Portanto, cabe relembrar a regra de bolso: “não se faz compra com venda de patrimônio”. Em vez de consumir estoque de capital, só usar o fluxo de renda para o consumo é aceito pela contabilidade mental. É uma prevenção contra a Conta de Riqueza, isto é, a propensão a resgatar os ativos ou estoques de riqueza com maior liquidez, interferindo, inconscientemente, na alocação adequada de recursos.

Outra regra de bolso é:
“dinheiro não tem carimbo”. Tem de se avaliar o problema por todos os ângulos, e não apenas sob a forma de apresentação da situação cíclica por alguém suspeito. Não se pode fiar nas contas do ministro da Economia Paulo Guedes, cuja leviandade avalia as vendas dos ativos da União alcançarem até R$ 1,25 trilhão.

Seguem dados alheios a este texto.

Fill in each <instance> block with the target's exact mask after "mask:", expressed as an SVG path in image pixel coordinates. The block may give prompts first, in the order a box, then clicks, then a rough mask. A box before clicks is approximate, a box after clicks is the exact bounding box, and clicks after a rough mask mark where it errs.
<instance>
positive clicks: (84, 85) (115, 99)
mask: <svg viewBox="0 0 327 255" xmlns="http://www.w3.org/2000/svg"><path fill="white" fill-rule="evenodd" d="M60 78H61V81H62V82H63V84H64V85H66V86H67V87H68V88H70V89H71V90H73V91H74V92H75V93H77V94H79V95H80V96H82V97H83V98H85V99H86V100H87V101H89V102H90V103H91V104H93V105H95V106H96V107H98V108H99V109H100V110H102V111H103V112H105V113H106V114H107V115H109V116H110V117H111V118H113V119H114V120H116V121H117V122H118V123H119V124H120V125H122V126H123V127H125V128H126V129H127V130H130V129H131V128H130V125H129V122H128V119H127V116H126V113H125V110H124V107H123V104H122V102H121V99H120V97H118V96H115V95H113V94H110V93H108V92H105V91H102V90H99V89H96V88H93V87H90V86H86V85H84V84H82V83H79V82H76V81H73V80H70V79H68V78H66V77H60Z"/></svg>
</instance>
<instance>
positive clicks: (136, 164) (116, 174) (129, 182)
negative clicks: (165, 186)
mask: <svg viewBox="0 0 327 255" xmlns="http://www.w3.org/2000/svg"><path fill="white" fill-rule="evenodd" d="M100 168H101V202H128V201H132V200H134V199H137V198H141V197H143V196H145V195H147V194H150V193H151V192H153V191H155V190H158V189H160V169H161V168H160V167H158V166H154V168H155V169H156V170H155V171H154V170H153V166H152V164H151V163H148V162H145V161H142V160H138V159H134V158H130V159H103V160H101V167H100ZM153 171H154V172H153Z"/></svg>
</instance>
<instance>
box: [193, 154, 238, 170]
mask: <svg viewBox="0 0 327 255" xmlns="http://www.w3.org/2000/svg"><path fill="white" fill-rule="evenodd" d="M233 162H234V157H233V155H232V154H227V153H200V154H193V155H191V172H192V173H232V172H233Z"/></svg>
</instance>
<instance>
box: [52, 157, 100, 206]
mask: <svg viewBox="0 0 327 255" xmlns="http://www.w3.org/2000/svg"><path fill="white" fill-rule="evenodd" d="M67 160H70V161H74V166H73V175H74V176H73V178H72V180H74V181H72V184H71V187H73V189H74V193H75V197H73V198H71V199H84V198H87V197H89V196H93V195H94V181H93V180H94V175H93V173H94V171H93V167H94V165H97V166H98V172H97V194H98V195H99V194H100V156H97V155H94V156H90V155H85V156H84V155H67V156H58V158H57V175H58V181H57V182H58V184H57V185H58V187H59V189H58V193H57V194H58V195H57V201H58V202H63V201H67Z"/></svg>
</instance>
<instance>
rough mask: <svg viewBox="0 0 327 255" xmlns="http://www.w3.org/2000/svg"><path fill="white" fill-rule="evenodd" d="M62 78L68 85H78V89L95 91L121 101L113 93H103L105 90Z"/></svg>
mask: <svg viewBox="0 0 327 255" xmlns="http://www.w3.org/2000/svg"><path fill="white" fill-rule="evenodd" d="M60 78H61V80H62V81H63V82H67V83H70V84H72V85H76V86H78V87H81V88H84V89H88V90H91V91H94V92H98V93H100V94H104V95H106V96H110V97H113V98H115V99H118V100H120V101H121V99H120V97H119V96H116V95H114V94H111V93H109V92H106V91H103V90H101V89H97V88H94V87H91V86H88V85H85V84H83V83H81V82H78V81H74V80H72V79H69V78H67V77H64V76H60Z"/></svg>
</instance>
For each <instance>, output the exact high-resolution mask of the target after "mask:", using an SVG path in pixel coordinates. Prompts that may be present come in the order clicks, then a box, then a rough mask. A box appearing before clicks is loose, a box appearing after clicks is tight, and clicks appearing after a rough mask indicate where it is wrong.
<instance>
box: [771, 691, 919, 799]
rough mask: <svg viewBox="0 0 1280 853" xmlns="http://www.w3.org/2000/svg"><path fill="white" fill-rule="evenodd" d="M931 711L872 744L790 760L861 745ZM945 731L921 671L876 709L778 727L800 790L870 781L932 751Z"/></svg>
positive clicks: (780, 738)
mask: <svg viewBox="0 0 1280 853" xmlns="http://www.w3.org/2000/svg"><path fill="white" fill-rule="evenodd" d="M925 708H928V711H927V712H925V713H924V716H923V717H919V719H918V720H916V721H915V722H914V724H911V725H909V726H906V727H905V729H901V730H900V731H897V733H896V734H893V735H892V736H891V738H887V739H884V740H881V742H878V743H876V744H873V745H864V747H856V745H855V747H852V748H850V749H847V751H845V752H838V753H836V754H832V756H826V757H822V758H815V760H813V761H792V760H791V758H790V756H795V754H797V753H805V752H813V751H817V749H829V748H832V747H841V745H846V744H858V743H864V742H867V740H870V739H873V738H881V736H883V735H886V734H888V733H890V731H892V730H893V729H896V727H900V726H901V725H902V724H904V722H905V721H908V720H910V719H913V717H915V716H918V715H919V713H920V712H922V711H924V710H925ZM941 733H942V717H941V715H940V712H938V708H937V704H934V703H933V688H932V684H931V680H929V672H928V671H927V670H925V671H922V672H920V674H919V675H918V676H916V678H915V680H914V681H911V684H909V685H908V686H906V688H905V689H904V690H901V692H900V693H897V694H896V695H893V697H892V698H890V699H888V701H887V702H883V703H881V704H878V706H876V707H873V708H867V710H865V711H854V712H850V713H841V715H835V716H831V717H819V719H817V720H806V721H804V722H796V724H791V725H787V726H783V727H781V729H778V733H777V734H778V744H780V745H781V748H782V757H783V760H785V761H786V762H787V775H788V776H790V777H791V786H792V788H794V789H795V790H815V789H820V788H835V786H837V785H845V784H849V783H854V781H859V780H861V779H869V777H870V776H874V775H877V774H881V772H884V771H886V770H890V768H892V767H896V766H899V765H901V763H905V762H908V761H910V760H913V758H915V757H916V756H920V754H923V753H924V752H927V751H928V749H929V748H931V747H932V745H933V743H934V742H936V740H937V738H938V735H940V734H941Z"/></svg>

Se vende patrimônio – “conjunto de bens”, diferente do “conjunto de males” característico de um matrimônio –, aplaca-se a fome hoje, mas morrerá faminto amanhã sem renda. Daí a solução é gerar um fluxo de rendas perenes – e não vender estoque.

Os níveis de um estoque de riqueza mudam com o tempo, devido ao saldo líquido entre os fluxos de entradas e os de saídas. Para tanto, é necessária a trilogia schumpeteriana: inovação da casta dos sábios-criativos, empreendedorismo da casta dos mercadores e crédito da casta dos mercadores-financistas. A casta dos militares cuide da segurança.

A motivação, em economia de mercado, é usar dinheiro de outras pessoas em benefício próprio: conseguir associados para implementar uma inovação. O ganho do fundador será obter participação acionária com divisão de lucros / prejuízos entre os sócios e controlar a gestão do empreendimento.

Mais adiante, faz a abertura de capital com IPO de parte minoritária com cotação atribuída por mercado de ações. Essa capitalização propiciará tomar dinheiro emprestado para fusões e aquisições, elevando o valor de mercado e enriquecendo os sócios majoritários capazes de manter o controle.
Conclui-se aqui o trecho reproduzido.